Five days after the 1980 Turkish coup d'état the maximum period that person could be held in custody (of police or gendarmerie was extended from 15 to 30 days. On 7 November 1980 this period was increased to 90 days (3 months), during which time they was no contact to the outside world (incommunicado detention). On 5 September 1981 the maximum period of detention was lowered to 45 days. Between 17 June 1985 and 12 March 1997 the maximum period of incommunicado detention was 15 days (in regions under a state of emergency it could be extended to 30 days. Until 6 February 2002 the maximum detention period for offences dealt with at the State Security Court was seven days (10 days in regions under a state of emergency.[39]

Since 2002 the following rules apply.[34] Article 19 of the Constitution provides in paragraph 5 that the maximum time a person may be kept in detention, apart from the time of transfer to the nearest court, is 48 hours. This period is extended to four days in case of jointly committed offences (the condition of more than three suspects is not mentioned in the Constitution). In the Criminal Procedure Code (Law 1412) that was replaced by new legislation in 2005 the maximum time for detention was determined in Article 128. The Article provided that an apprehended person had to be taken to a judge (if not released) within 24 hours, excluding the time for the transfer to the nearest court. If the apprehended person requested, a lawyer could be present during interrogation. The prosecutor could extend this period to four days if more than three suspects were involved.

The Criminal Procedure Code (Law 5271 as of 1 June 2005) regulates the length of custody in Article 91. Again the maximum length of detention is determined to be 24 hours. Article 90 of Law 5271 maintains the maximum length of detention in cases of commonly committed offences as four days. However, the period can be extended for one day at a time (for a maximum of three times). The order for extension of the time in custody again is given by a prosecutor (not a judge).

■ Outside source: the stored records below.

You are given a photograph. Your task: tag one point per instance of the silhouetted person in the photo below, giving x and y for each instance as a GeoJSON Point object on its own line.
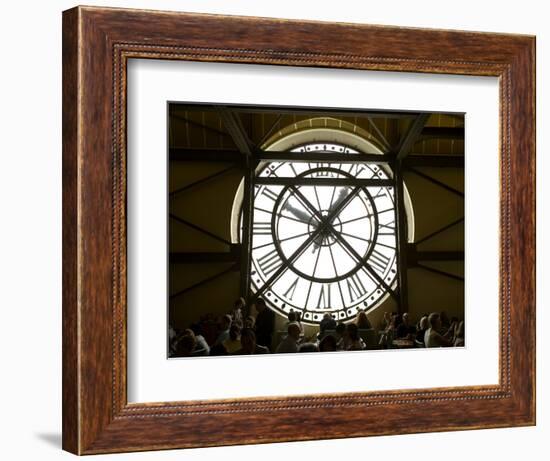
{"type": "Point", "coordinates": [432, 337]}
{"type": "Point", "coordinates": [328, 323]}
{"type": "Point", "coordinates": [238, 311]}
{"type": "Point", "coordinates": [290, 343]}
{"type": "Point", "coordinates": [233, 343]}
{"type": "Point", "coordinates": [328, 344]}
{"type": "Point", "coordinates": [225, 324]}
{"type": "Point", "coordinates": [265, 323]}
{"type": "Point", "coordinates": [404, 329]}
{"type": "Point", "coordinates": [423, 325]}
{"type": "Point", "coordinates": [308, 347]}
{"type": "Point", "coordinates": [362, 321]}
{"type": "Point", "coordinates": [249, 345]}
{"type": "Point", "coordinates": [352, 341]}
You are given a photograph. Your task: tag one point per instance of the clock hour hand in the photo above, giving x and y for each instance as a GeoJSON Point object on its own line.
{"type": "Point", "coordinates": [301, 215]}
{"type": "Point", "coordinates": [342, 194]}
{"type": "Point", "coordinates": [305, 218]}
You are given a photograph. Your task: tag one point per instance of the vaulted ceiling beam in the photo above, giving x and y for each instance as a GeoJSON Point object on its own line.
{"type": "Point", "coordinates": [234, 126]}
{"type": "Point", "coordinates": [408, 140]}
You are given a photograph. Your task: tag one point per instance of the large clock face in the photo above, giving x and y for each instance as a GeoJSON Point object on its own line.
{"type": "Point", "coordinates": [319, 247]}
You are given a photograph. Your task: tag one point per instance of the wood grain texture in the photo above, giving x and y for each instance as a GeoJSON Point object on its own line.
{"type": "Point", "coordinates": [97, 43]}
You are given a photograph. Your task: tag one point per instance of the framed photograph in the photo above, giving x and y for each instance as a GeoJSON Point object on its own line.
{"type": "Point", "coordinates": [279, 230]}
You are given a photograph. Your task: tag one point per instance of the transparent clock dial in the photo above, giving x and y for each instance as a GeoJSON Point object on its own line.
{"type": "Point", "coordinates": [323, 248]}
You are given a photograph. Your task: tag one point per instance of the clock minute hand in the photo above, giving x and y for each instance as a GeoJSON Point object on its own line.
{"type": "Point", "coordinates": [342, 194]}
{"type": "Point", "coordinates": [301, 215]}
{"type": "Point", "coordinates": [305, 218]}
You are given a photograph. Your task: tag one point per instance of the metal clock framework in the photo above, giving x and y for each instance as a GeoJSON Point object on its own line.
{"type": "Point", "coordinates": [323, 235]}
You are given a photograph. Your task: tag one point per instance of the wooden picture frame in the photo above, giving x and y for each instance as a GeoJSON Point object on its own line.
{"type": "Point", "coordinates": [97, 43]}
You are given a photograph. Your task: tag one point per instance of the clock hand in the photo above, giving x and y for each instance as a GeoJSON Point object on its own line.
{"type": "Point", "coordinates": [305, 218]}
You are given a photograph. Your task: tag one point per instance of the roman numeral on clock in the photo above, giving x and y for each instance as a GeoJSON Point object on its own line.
{"type": "Point", "coordinates": [289, 294]}
{"type": "Point", "coordinates": [356, 168]}
{"type": "Point", "coordinates": [262, 228]}
{"type": "Point", "coordinates": [387, 229]}
{"type": "Point", "coordinates": [356, 288]}
{"type": "Point", "coordinates": [378, 261]}
{"type": "Point", "coordinates": [270, 262]}
{"type": "Point", "coordinates": [324, 296]}
{"type": "Point", "coordinates": [269, 194]}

For offences that had to be dealt with by State Security Courts (under the new legislation they are called "heavy penal courts authorized according to Article 250 of Law 5271") the maximum period of 24 hours in detention as provided in Article 91 of Law 5271 is set at 48 hours, according to Article 251 of Law 5271. This Article also provides that if offences under Article 250 of Law 5271 are committed in regions under a state of emergency the maximum of 4 days detention for commonly committed offences can be extended to 7 days.

Article 148 of Law 5271 proscribes that a lawyer has to be present, when the testimony of a suspect is being taken (the testimony must be signed by a lawyer, otherwise it is not valid).[40] At the end of June 2006 various changes to the Law 3713 on the Fight against Terrorism were made. Article 9 of the revised draft law (amending Article 10 of Law 3713) restricts the immediate right to legal counsel for those detained on suspicion of committing terrorism offences. Paragraph (b) of the Article specifies that, at a prosecutor’s request and on the decision of a judge, a detainee’s right to legal counsel from the first moment of detention may be delayed by 24 hours.[41]

Statements extracted under torture[edit]

Article 15 of the UN Convention Against Torture And Other Cruel, Inhuman or Degrading Treatment or Punishment, ratified by Turkey in April 1988, prohibits the use as evidence of statements extracted under torture. In addition, Article 90 of the Turkish Constitution of 1982 provides that international provisions once ratified are binding on national law.[42] In view of the prohibition on "torture evidence", Amnesty International remains dismayed by the widespread attitude of judges in the special Heavy Penal Courts: judges are consistently failing to take measures to initiate investigation into complaints of torture or to attempt to assess the admissibility of evidence allegedly obtained illegally.[43]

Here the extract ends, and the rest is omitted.